Hyperuniformity in Type-II Superconductors with Point and Planar Defects
Joaqu\'in Puig, Jazm\'in Arag\'on S\'anchez, Gladys Nieva, Alejandro, B. Kolton, Yanina Fasano

TL;DR
This study investigates how different types of disorder in type-II superconductors influence hyperuniformity, revealing that point defects promote it while planar defects suppress it, with effects depending on system softness.
Contribution
It uncovers the fundamental role of planar defects in suppressing hyperuniformity and how this effect varies with system softness in vortex matter.
Findings
Point defects induce hyperuniformity with algebraic suppression of density fluctuations.
Planar defects suppress hyperuniformity, leading to unbounded density fluctuations.
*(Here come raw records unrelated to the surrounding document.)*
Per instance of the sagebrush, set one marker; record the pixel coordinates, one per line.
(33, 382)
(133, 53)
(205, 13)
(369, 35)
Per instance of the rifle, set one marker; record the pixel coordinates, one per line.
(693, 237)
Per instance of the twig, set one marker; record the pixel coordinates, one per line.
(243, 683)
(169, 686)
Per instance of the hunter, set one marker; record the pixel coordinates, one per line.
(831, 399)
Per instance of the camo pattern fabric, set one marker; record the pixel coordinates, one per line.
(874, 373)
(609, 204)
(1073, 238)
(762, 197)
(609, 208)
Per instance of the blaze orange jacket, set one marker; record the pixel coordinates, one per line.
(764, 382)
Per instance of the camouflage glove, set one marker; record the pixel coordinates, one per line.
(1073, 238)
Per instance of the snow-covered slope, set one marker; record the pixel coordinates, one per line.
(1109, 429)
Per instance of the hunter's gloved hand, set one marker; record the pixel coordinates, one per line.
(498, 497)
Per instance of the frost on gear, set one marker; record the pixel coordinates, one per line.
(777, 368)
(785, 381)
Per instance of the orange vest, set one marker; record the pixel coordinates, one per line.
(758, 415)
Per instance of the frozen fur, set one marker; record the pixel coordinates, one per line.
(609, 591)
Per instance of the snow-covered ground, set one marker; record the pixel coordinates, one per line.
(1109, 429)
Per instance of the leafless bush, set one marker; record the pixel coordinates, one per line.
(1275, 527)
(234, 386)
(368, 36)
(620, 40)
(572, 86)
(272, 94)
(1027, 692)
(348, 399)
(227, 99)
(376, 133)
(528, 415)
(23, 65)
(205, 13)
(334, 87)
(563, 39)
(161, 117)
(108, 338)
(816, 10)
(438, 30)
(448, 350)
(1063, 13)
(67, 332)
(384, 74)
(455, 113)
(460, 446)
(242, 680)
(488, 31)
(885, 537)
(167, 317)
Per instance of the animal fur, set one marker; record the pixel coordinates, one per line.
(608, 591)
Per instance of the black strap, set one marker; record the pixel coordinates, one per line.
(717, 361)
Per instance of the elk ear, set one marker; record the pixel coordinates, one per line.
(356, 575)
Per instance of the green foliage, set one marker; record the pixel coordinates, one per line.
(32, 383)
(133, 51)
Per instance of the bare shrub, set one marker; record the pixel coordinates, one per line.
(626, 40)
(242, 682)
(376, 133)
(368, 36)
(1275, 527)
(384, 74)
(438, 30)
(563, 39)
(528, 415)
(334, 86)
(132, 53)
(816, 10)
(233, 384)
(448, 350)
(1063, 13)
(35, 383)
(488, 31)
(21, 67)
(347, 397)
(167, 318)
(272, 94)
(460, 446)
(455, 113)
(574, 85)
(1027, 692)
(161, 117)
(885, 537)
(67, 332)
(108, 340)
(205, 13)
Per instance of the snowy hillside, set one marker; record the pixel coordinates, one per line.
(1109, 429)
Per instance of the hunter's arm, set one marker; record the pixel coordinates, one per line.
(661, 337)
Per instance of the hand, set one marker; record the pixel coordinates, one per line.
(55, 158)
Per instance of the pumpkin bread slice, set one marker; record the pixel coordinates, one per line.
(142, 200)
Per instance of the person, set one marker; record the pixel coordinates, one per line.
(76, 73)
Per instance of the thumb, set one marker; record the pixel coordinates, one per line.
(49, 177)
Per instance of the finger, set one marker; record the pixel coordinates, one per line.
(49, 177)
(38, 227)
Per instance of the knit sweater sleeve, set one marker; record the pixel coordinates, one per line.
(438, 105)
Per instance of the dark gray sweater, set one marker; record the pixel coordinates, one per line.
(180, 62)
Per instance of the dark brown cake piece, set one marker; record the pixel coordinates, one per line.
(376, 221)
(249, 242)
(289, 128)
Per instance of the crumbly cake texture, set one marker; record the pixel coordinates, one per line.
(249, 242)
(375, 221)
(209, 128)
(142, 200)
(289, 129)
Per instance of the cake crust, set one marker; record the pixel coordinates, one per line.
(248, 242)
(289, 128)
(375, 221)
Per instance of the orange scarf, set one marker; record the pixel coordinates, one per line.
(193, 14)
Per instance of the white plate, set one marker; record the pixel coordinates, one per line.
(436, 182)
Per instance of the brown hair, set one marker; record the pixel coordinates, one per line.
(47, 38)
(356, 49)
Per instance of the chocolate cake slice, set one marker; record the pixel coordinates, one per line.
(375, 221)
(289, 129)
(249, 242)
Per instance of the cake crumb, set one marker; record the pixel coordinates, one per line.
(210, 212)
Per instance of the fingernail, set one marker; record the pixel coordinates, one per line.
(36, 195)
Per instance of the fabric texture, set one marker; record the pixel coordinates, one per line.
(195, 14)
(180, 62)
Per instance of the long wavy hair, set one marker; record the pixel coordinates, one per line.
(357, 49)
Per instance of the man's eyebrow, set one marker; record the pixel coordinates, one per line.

The suppression of hyperuniformity by planar defects increases with system softness.
Abstract
We use vortex matter in type-II superconductors as a playground to study how different types of disorder affect the long wavelength density fluctuations of the system. We find that irrespective of the vortex-vortex interaction, in the case of samples with weak and dense point defects the system presents the hidden order of hyperuniformity characterized by an algebraic suppression of density fluctuations when increasing the system size. We also reveal that, on the contrary, for samples with planar defects hyperuniformity is suppressed since density fluctuations have a tendency to unboundedness on increasing the system size. Although some of these results were known from previous works, this paper makes the fundamental discovery that the ability of planar disorder to suppress hyperuniformity grows on increasing the softness of the structure for more diluted systems.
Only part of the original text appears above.